Le mouvement étudiant prend forme à Strasbourg

Le mouvement étudiant prend forme à Strasbourg depuis le 22 mars, journée de mobilisation nationale contre la casse du service public et la contre-réforme de la Sncf. La journée de mobilisation débute à 6h30 devant le Lycée Marie Curie où des lycéen.ne.s et étudiant.e.s organisent le blocage de l’établissement pour protester contre la destruction prévue de l’enseignement public tel qu’on le connaissait. Un cortège de 300 jeunes part débrayer d’autres lycées et la faculté pour faire la jonction avec la manifestation intersyndicale de 14h. À son issue, lycéen.ne.s et étudiant.e.s retournent en cortège au Palais Universitaire, l’occupent et se préparent à devoir défendre le bâtiment contre la police qui, comme prévu, sera appelée par la présidence de l’université pour déloger les étudiant.e.s. L’expulsion est violente et donnera lieu à des dégradations par les forces de l’ordre que l’Université de Strasbourg essaiera de faire passer sur le compte des occupant.e.s. Les étudiant.e.s et lycéen.e.s qui, pour beaucoup, étaient mobilisé.e.s depuis le matin finiront à 22h devant la gare de Strasbourg dans un bel exemple de convergence des luttes. « So-So Solidarité avec les cheminot.e.s! »

Par la suite, la mobilisation étudiante se maintiendra à son niveau le plus haut depuis la mobilisation contre la Loi Travail. Assemblées de lutte de cinq heures, auto-formation sur les réformes incriminées, de street-medic, distributions de tracts sur les différents campus, campagnes d’affichages, apparition continue dans plusieurs UFR, projections de films sur les systèmes d’oppression et de domination... L’occupation d’un amphi du Palais universitaire est tolérée par le doyen pendant les horaires d’ouverture du bâtiment.

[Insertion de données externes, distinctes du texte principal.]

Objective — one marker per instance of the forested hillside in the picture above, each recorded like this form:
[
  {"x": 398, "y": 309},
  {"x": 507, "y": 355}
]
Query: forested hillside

La direction a de nouveau été envahie jeudi 28 mars, suite à une AG qui a rassemblé entre 250 et 300 personnes. Les revendications qui y ont été présentées (banalisation des cours, possibilité de prolonger l’occupation de nuit, arrêt du contrôle des cartes étudiantes et arrêt de la présence policière sur le campus) se sont heurtées à un mur d’hypocrisie et de mépris de la part de la direction. Le soir même, six étudiant.es qui arrachaient des affiches du Bastion social — un bar ouvert par les néo-nazis – sur le campus se sont fait agresser et frapper par 15 membres du local fasciste. Une conférence de presse a été organisée le lendemain, ainsi qu’un départ en manifestation sauvage qui nous a menés devant le local. Slogans et tags ont accompagnés des dialogues engagés avec les passants. Si le mouvement n’est pas encore numériquement très important, il est porté par une bonne dynamique ainsi que par le nombre important de nouveaux/elles militant.e.s, qui apportent leur fraîcheur dans un milieu militant parfois essoufflé. Nombre d’entre eux ont eu pour première expérience une manifestation de 5000 personnes suivie d’une occupation et de la construction de barricades, et constituent une nouvelle génération particulièrement porteuse de promesses.